The bondholders' trustee — U.S. Bank Trust Co., National Association — filed the 69-page breach-of-contract suit in Superior Court on Friday in Bergen County in New Jersey. Those bondholders issued $800 million in debt to help pay for the completion of the construction of American Dream — a 3.5-million-square-foot entertainment-and-shopping venue in East Rutherford in northern New Jersey's Meadowlands region.
“This case concerns a pattern of wrongful conduct that, unless stopped, jeopardizes the developer’s repayment of approximately $800 million in tax-exempt municipal [Public Finance Authority] bonds issued to finance the development of the second largest mall in the United States,” the lawsuit said.
The litigation accuses American Dream, owned by Canadian mall developer Triple Five Group, and the borough of East Rutherford of colluding to get the mall's municipal tax assessment dramatically reduced. Debt service on the bonds is funded from revenue from Payment-In-Lieu-Of-Taxes, or PILOT, payments that American Dream makes.
The property's assessment determines how much the bondholders are entitled to be paid. A lower assessment means lower payments, in this case $24 million less annually to the bondholders, according to the suit.
American Dream didn't respond to an email from CoStar News seeking comment, and East Rutherford Mayor Jeffrey Lahullier didn't respond to a phone call.
Assessment slashed twice
The suit, first reported by Bloomberg News, was filed on behalf of the bondholders by lawyer Gurbir Grewal, a former New Jersey Attorney General.
The lawsuit alleges that American Dream pressured East Rutherford to switch its municipal tax assessor to one less qualified that led to an underestimation of the retail complex's value. For example, the new assessor omitted revenue from American Dream's observation wheel from the appraisal, according to the suit.
And the "2025 appraisal applied one-sided and unsupported location adjustments that ignored the superior regional prominence and market position of the subject properties," the suit charges.
American Dream's assessment got a haircut twice last year. In March, the borough cut it by roughly $800 million from about $3.3 billion to $2.5 billion.

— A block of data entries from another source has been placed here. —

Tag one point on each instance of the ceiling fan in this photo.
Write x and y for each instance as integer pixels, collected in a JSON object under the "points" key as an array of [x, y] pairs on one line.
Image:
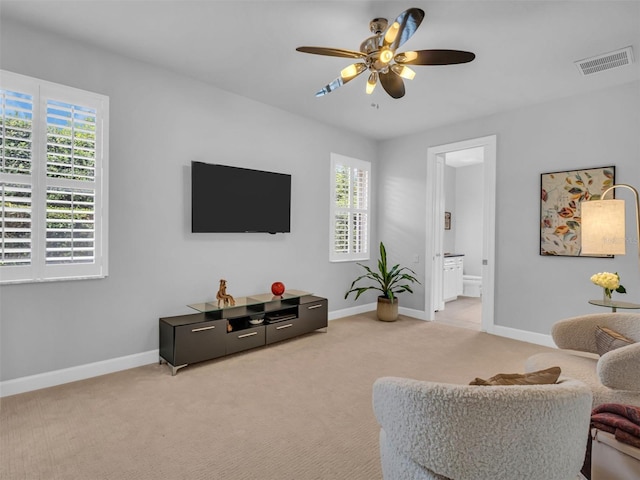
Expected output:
{"points": [[378, 55]]}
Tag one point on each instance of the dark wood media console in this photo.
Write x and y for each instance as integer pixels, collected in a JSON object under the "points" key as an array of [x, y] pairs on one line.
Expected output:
{"points": [[215, 332]]}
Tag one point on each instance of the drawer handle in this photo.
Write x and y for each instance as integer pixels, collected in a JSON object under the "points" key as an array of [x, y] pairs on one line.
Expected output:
{"points": [[248, 335], [202, 329]]}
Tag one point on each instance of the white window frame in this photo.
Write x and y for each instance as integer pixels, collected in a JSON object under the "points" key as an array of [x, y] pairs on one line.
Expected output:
{"points": [[39, 270], [353, 164]]}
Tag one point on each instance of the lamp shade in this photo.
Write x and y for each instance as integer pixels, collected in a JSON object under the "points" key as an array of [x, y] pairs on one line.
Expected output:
{"points": [[602, 229]]}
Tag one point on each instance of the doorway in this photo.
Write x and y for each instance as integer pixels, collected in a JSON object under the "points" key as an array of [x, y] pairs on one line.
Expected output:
{"points": [[435, 210]]}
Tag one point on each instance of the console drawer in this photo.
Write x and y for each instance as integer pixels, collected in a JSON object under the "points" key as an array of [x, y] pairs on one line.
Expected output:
{"points": [[283, 330], [199, 341], [314, 312], [245, 339]]}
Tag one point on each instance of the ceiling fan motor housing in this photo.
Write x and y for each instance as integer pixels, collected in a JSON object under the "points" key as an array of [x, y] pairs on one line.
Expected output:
{"points": [[378, 25]]}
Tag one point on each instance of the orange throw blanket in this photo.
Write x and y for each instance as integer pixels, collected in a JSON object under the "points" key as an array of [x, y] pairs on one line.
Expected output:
{"points": [[621, 420]]}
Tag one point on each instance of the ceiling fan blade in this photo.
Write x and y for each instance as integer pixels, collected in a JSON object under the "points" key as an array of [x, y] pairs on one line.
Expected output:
{"points": [[392, 84], [338, 82], [403, 28], [434, 57], [332, 52]]}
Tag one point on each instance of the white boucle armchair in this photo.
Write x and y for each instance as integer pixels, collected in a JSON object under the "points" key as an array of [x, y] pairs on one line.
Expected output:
{"points": [[613, 377], [463, 432]]}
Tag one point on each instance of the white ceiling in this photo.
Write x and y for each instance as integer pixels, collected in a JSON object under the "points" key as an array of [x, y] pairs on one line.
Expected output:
{"points": [[524, 51]]}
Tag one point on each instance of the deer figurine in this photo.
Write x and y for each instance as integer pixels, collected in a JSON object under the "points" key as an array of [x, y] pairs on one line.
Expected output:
{"points": [[222, 295]]}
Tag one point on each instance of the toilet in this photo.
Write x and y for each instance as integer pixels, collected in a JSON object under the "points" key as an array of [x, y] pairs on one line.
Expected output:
{"points": [[472, 285]]}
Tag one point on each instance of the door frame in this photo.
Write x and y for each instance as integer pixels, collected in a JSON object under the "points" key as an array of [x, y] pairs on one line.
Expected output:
{"points": [[435, 225]]}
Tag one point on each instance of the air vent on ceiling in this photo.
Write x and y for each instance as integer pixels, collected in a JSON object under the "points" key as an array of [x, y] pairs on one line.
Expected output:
{"points": [[606, 61]]}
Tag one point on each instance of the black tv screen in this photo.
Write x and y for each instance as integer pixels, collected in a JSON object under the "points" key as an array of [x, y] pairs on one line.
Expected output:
{"points": [[232, 199]]}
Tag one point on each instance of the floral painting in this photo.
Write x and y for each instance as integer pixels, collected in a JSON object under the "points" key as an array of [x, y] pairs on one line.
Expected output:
{"points": [[560, 197]]}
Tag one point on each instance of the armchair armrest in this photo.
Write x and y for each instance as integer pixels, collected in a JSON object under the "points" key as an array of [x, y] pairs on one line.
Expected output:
{"points": [[620, 368], [579, 333], [463, 431]]}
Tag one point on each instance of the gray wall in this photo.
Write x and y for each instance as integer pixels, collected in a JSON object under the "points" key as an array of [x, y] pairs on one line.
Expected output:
{"points": [[160, 122], [531, 292]]}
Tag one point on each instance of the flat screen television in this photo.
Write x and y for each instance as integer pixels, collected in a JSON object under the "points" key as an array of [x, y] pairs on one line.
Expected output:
{"points": [[232, 199]]}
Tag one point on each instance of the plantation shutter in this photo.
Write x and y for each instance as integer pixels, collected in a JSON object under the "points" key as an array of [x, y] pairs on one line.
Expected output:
{"points": [[350, 209], [16, 185], [71, 193], [52, 181]]}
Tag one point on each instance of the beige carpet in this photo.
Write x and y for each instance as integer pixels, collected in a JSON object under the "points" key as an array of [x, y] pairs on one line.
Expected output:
{"points": [[298, 410]]}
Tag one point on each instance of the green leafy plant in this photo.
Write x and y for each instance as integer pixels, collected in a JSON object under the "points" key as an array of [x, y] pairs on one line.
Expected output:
{"points": [[388, 281]]}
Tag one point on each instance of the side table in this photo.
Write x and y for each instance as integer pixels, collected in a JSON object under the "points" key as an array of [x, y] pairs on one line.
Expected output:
{"points": [[615, 304]]}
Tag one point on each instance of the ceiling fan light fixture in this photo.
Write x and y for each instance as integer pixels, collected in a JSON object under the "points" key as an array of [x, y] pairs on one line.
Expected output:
{"points": [[392, 33], [352, 70], [385, 56], [404, 72], [372, 82], [406, 57]]}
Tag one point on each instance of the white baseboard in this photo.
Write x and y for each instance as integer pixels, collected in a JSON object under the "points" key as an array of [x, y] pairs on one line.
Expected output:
{"points": [[522, 335], [370, 307], [81, 372], [73, 374], [347, 312]]}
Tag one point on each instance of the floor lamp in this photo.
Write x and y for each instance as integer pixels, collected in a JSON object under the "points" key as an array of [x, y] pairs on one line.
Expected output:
{"points": [[603, 225]]}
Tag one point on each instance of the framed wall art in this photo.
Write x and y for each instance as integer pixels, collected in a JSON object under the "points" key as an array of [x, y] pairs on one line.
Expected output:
{"points": [[560, 197]]}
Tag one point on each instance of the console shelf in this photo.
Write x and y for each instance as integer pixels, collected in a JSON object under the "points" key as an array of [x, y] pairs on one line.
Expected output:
{"points": [[216, 331]]}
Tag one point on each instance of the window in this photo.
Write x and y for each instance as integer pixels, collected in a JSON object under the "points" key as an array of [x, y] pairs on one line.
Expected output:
{"points": [[53, 181], [350, 185]]}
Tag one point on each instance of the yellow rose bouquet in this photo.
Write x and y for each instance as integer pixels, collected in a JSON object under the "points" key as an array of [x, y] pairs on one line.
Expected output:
{"points": [[610, 282]]}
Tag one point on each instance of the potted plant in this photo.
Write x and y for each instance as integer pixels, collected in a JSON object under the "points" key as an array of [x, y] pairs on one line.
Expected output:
{"points": [[388, 281]]}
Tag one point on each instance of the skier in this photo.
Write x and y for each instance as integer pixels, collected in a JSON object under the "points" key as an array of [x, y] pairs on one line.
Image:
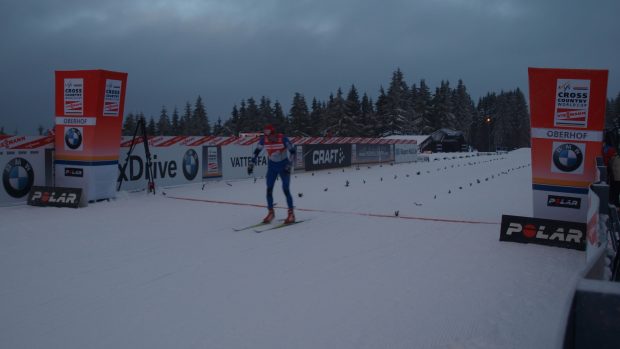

That summer, a tax court judge slashed the assessment even more, to about $1.65 billion — a roughly 50% decrease in the shopping-and-entertainment hub's valuation from 2024.
The "artificially collapsed" assessment reflects East Rutherford's conduct and "constituted a knowing, coordinated effort with the developer to depress assessed value, reduce PILOT obligations and shift the resulting losses to bondholders," the suit charges.
Bid to scrap prior assessment
The lowered valuation was the end result of "the developer’s ongoing coordination with the borough to use the 2025 judgment as a baseline for future assessments," according to the suit. It also threatens continuing injury to the trustee and bondholder PILOT trustee.
The litigation seeks to bar American Dream from "coercing, colluding with or otherwise influencing the borough’s assessment function for tax year 2026 and all subsequent tax years, including any attempt to rely on the 2025 stipulations or judgment to anchor future assessments."
American Dream was financed through a capital structure totaling about $2.876 billion, including the $800 million of tax-exempt redevelopment area bonds issued by the New Jersey Sports & Exposition Authority. Because East Rutherford's share of the PILOT payments is senior in priority, any reduction or shortfall "falls dollar-for-dollar" on the bondholders, according to the lawsuit.